OBJECTIVES - To characterize the T cell subsets producing interleukin 17 (IL-17) isoforms A and F in hypertensive kidneys and vessels and determine whether inhibition of IL-17 signaling lowers blood pressure and end-organ damage in a mouse model of hypertension.
BACKGROUND - T cell derived cytokines play a central role in the pathophysiology of hypertension and contribute to end-organ dysfunction. We previously showed that mice genetically deficient in IL-17A exhibited blunted hypertension and reduced renal and vascular dysfunction in response to angiotensin II (Ang II) infusion. Monoclonal antibodies to IL-17 isoforms or the IL-17 receptor are emerging as novel therapeutics for psoriasis and related autoimmune disorders.

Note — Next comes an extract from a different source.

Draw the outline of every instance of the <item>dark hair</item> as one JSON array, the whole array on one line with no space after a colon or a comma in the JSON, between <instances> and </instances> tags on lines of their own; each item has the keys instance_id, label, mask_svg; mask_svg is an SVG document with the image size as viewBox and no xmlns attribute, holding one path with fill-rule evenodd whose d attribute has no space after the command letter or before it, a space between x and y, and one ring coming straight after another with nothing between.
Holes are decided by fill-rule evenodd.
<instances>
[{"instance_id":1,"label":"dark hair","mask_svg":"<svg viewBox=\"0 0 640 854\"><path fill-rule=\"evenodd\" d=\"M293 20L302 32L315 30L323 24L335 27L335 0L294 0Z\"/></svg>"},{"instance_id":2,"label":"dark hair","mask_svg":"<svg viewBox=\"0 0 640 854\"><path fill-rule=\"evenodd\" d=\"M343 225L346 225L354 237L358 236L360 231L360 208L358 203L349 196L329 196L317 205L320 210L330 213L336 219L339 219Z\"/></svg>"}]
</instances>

METHODS AND RESULTS - Mice were infused with Ang II for 4 weeks to induce hypertension. Using flow cytometry and intracellular staining, we determined that the primary T cell subsets producing IL-17A and IL-17F in the kidney and aorta are gamma delta (γδ) T cells and CD4+ T helper 17 (T17) cells. Monoclonal antibodies were administered twice weekly starting 2 weeks after the onset of Ang II infusion. Antibodies to IL-17A or the IL-17 receptor A subunit (IL-17RA), but not IL-17F, lowered blood pressure by 30 mmHg, attenuated renal and vascular lymphocyte infiltration, and reduced renal transforming growth factor beta (TGFβ) levels (a marker of renal fibrosis) compared to control IgG1 antibodies. Inhibition of IL-17 signaling also blunted the progression of albuminuria.
CONCLUSIONS - Monoclonal antibodies to IL-17A or IL-17RA, but not IL-17F, may be a useful adjunct treatment for hypertension and the associated end-organ dysfunction.